Hershey Fonts now 50 years old
Ethan Dicks
ethan.dicks at gmail.com
Thu May 11 12:09:47 CDT 2017
On Thu, May 11, 2017 at 6:53 AM, Shoppa, Tim via cctalk
<cctalk at classiccmp.org> wrote:
> I grew up with X-Y scope displays, their associated electrostatic printers, and Calcomp pen plotters. To draw letters and symbols on these, we used Fortran libraries driven by data tables to make "Hershey Characters".
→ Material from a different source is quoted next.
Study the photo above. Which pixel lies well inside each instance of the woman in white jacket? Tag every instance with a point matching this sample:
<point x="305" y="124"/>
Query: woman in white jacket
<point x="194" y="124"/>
I came along later and started with rasterized character displays
(40x25) before I got my hands on rasterized graphic displays (up to
320x200 in the early days), but I did occasionally get some time on a
PDP-8 with a Tektronix 4010 terminal, and always did like the look of
vectorized text.
> This year, the Hershey Font system and libraries turn 50 years old: https://books.google.com/books/about/Calligraphy_for_computers.html?id=qFFCAAAAIAAJ
Cool.
> A little more context: https://en.wikipedia.org/wiki/Hershey_fonts
>
> Google Books https://books.google.com/books/about/Calligraphy_for_computers.html?id=qFFCAAAAIAAJ
Not remembering these by name, I went digging and found the original
1967 paper...
https://archive.org/details/hershey-calligraphy_for_computers
I'm astounded at how much effort went into rendering Japanese.